L’espoir d’un monde meilleur

Les critiques à l’encontre de la société de (sur)consommation ont commencé à recevoir une écoute au-delà des cercles traditionnels des milieux alternatifs le jour où la finance a définitivement régné en maître sur le monde. Autrement dit, depuis au moins vingt-cinq ans, le seul projet proposé aux Européens, c’est la construction d’une vaste zone de libre-échange. Nul doute que l’horizon d’un PIB ne mobilise les foules ni n’enthousiasme les peuples pour un avenir commun réduit à des potions économiques de plus en amères et des réglementations toujours plus tatillonnes au nom d’une uniformité sans visage et d’un principe de précaution qui annihile tout esprit créatif.  Ce manque d’ambition, de courage et de vision de l’avenir  a une cause : si l’Europe est cette terre de liberté évoquée plus haut, elle est aussi celle du nihilisme absolu, de la perte de tout sens et enfin de compte de la soumission à l’utilitaire.

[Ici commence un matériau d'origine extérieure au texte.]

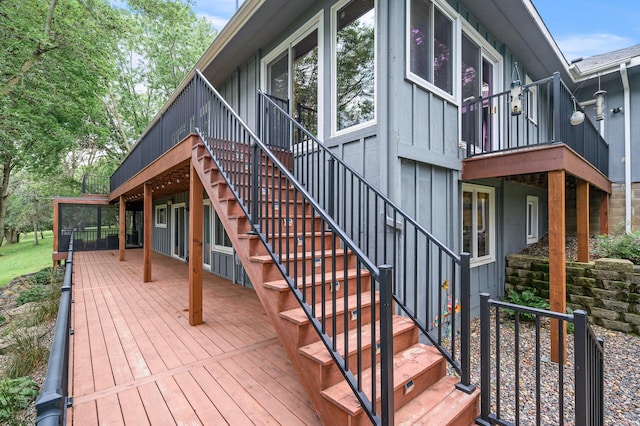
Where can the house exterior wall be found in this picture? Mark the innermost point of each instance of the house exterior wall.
(614, 133)
(222, 263)
(413, 151)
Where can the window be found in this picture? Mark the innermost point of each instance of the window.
(431, 41)
(292, 79)
(478, 223)
(479, 79)
(161, 216)
(431, 45)
(532, 219)
(354, 62)
(532, 100)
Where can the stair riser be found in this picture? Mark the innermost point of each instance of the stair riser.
(307, 334)
(330, 374)
(287, 299)
(420, 384)
(291, 245)
(310, 266)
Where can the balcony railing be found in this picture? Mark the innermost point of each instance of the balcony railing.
(95, 184)
(52, 403)
(488, 125)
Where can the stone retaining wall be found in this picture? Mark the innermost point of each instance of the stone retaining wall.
(608, 289)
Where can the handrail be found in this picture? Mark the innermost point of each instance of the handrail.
(273, 200)
(53, 401)
(490, 126)
(496, 408)
(417, 257)
(95, 184)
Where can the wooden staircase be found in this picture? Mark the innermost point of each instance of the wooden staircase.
(423, 393)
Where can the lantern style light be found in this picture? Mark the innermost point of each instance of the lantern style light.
(577, 117)
(599, 97)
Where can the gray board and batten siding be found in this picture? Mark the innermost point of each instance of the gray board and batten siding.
(412, 151)
(222, 263)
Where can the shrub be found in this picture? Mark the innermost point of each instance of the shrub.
(526, 298)
(28, 354)
(625, 246)
(35, 293)
(15, 395)
(47, 276)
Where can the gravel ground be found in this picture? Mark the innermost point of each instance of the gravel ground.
(622, 375)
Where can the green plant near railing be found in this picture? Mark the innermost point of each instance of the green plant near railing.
(47, 276)
(526, 298)
(29, 352)
(35, 293)
(625, 246)
(15, 395)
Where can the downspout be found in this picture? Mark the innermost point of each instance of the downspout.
(627, 147)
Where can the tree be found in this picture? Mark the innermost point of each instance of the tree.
(55, 58)
(162, 41)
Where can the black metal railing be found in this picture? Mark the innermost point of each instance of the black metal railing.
(510, 396)
(53, 401)
(95, 184)
(488, 125)
(325, 269)
(432, 283)
(171, 126)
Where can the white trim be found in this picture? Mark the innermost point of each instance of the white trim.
(532, 216)
(333, 74)
(158, 224)
(532, 110)
(491, 220)
(450, 13)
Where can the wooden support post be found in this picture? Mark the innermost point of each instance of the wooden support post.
(56, 231)
(195, 247)
(123, 228)
(604, 214)
(148, 218)
(557, 260)
(582, 210)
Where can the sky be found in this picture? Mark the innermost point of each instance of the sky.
(581, 28)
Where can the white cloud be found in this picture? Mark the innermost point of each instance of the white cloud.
(584, 45)
(218, 22)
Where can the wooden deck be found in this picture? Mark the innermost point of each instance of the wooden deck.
(135, 360)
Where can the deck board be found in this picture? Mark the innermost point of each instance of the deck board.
(136, 360)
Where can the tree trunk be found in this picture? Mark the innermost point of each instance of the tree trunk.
(4, 192)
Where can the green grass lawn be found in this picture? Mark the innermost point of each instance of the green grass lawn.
(24, 257)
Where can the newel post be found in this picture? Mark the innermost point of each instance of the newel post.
(386, 345)
(465, 328)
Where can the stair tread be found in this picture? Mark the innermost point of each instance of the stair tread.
(266, 258)
(290, 235)
(438, 405)
(283, 285)
(407, 364)
(298, 316)
(318, 352)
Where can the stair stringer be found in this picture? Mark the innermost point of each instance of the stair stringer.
(310, 373)
(235, 225)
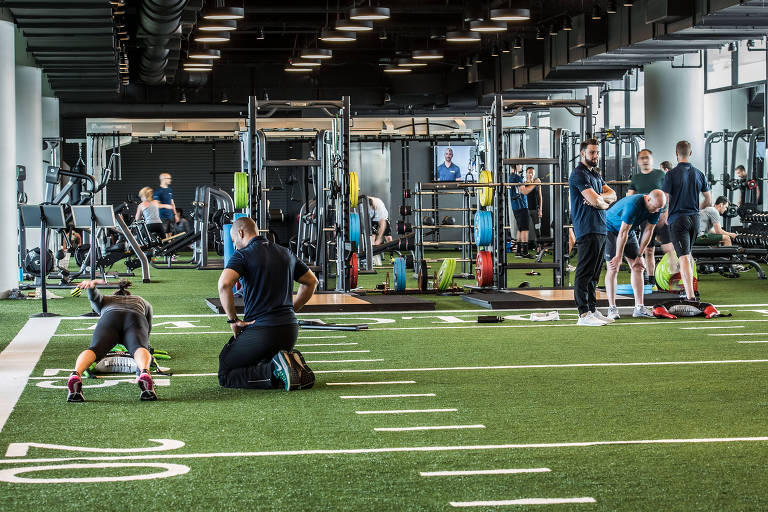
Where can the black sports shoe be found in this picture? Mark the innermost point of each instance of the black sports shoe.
(306, 375)
(285, 368)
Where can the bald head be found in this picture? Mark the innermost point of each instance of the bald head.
(655, 200)
(243, 230)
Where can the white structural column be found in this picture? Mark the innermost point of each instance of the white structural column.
(674, 103)
(29, 137)
(9, 274)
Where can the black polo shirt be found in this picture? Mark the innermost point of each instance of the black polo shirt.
(267, 272)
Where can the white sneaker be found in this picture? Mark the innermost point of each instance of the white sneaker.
(590, 320)
(643, 312)
(597, 314)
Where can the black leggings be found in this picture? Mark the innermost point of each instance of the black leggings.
(245, 361)
(130, 329)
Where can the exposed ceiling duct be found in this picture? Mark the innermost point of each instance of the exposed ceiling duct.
(159, 28)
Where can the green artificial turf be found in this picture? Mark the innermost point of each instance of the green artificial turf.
(551, 404)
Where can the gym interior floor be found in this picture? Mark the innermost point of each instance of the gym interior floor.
(641, 415)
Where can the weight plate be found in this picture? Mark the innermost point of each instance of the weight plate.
(486, 193)
(354, 190)
(241, 190)
(445, 274)
(353, 271)
(398, 270)
(484, 268)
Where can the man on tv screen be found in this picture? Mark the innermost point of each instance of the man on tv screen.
(448, 171)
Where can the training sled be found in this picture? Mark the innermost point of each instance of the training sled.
(551, 298)
(346, 303)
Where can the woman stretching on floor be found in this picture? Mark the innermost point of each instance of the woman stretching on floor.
(125, 319)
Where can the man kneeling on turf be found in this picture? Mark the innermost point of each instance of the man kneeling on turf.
(621, 219)
(260, 355)
(123, 318)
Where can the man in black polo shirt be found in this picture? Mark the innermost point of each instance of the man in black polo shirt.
(590, 197)
(682, 186)
(260, 355)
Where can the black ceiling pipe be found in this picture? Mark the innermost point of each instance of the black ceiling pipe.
(159, 21)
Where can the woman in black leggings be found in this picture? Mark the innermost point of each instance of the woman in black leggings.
(123, 318)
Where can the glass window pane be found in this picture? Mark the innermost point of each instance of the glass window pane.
(718, 68)
(751, 64)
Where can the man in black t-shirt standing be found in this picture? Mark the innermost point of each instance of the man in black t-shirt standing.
(260, 355)
(682, 186)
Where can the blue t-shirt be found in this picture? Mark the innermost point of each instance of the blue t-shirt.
(267, 272)
(517, 200)
(165, 196)
(586, 219)
(452, 173)
(683, 184)
(632, 210)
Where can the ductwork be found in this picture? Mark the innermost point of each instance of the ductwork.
(159, 22)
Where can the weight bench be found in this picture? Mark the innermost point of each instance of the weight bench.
(724, 258)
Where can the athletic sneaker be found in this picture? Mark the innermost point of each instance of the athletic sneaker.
(285, 368)
(597, 314)
(590, 320)
(75, 388)
(643, 312)
(306, 375)
(147, 387)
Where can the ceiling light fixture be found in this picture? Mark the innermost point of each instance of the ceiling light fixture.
(462, 36)
(427, 54)
(212, 37)
(336, 36)
(316, 53)
(354, 26)
(369, 13)
(487, 26)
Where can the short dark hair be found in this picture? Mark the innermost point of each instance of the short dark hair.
(588, 142)
(683, 148)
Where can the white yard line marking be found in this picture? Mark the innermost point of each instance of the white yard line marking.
(372, 383)
(716, 327)
(524, 501)
(485, 472)
(339, 352)
(404, 395)
(524, 366)
(323, 344)
(347, 361)
(406, 411)
(434, 427)
(19, 359)
(395, 449)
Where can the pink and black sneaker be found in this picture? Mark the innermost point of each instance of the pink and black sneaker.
(146, 386)
(75, 388)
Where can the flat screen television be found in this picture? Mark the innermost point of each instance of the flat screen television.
(454, 163)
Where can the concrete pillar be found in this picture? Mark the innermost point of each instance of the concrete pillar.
(9, 274)
(29, 137)
(674, 104)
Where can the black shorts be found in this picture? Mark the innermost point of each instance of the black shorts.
(631, 248)
(375, 228)
(130, 329)
(683, 232)
(522, 219)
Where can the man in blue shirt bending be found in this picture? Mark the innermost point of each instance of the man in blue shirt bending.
(448, 171)
(682, 186)
(260, 355)
(590, 197)
(621, 221)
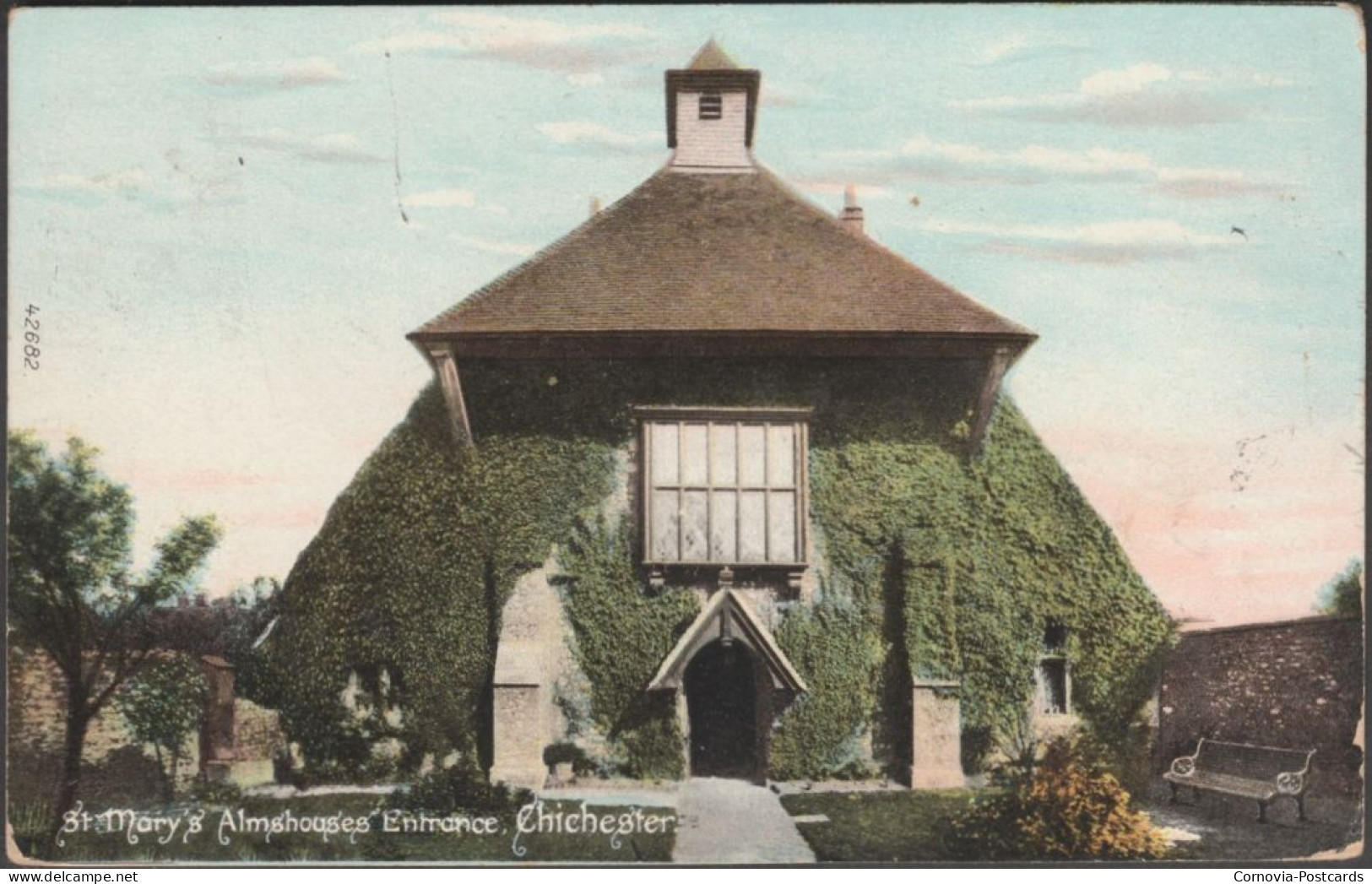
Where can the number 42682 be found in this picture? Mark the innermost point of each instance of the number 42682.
(30, 339)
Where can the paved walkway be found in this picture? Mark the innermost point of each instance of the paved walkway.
(731, 822)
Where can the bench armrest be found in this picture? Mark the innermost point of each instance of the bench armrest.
(1291, 783)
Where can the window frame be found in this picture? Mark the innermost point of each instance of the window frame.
(794, 418)
(1054, 653)
(717, 99)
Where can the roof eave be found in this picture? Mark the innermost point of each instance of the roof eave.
(535, 344)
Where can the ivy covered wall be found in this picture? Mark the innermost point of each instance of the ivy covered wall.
(929, 563)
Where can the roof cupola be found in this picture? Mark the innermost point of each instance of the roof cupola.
(711, 113)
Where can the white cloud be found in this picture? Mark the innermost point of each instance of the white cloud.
(498, 247)
(289, 74)
(577, 50)
(1106, 241)
(586, 132)
(836, 188)
(1145, 95)
(1124, 81)
(1020, 47)
(443, 199)
(494, 29)
(413, 40)
(338, 147)
(925, 160)
(124, 182)
(1102, 234)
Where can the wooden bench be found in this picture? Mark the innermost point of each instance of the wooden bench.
(1258, 772)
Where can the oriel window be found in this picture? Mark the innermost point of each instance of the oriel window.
(724, 487)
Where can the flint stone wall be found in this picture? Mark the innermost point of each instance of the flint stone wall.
(1295, 684)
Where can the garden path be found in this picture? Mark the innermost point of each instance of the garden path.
(731, 822)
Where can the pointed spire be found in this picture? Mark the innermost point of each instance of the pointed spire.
(711, 57)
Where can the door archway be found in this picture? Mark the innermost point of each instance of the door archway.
(722, 706)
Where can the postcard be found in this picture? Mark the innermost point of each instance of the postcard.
(706, 436)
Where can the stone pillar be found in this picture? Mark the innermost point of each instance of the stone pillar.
(529, 660)
(936, 751)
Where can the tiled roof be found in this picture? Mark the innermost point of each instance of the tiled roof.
(718, 252)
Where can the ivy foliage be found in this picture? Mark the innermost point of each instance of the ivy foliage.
(990, 550)
(932, 563)
(621, 633)
(410, 570)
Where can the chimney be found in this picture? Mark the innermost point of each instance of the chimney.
(851, 216)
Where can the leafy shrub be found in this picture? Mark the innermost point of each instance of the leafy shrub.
(461, 789)
(215, 792)
(164, 706)
(1066, 806)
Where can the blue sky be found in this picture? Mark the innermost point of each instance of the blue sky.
(206, 208)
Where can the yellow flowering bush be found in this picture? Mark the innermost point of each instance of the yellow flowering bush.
(1068, 806)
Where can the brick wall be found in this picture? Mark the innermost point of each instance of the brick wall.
(1297, 684)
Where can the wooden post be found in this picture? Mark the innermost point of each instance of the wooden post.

Lorsqu’un rêve berce de ses illusions le songeur, lorsqu’une idée mobilise des générations, lorsque l’espoir d’un monde meilleur fascine et enthousiasme, le réveil est brutal. Au réveil le lendemain du Brexit, je me sens comme le militant communiste après la chute du mur de Berlin : toutes mes croyances, toutes mes illusions, tous mes engagements se sont évanouis, laissant un immense vide. Reste le souvenir,. Reste surtout l’espoir qui seul permet de se projeter vers un avenir certes incertain, mais toujours plein de promesses. Je retourne à mes rêves. Et j’entends la voix de Denis de Rougemont me dire : « Je voudrais vous parler de l’Europe non pas comme d’une cause à défendre ou d’une patrie plus vaste à glorifier, mais comme d’une aventure décisive pour l’humanité tout entière ». Rien n’est perdu. Tout est à bâtir.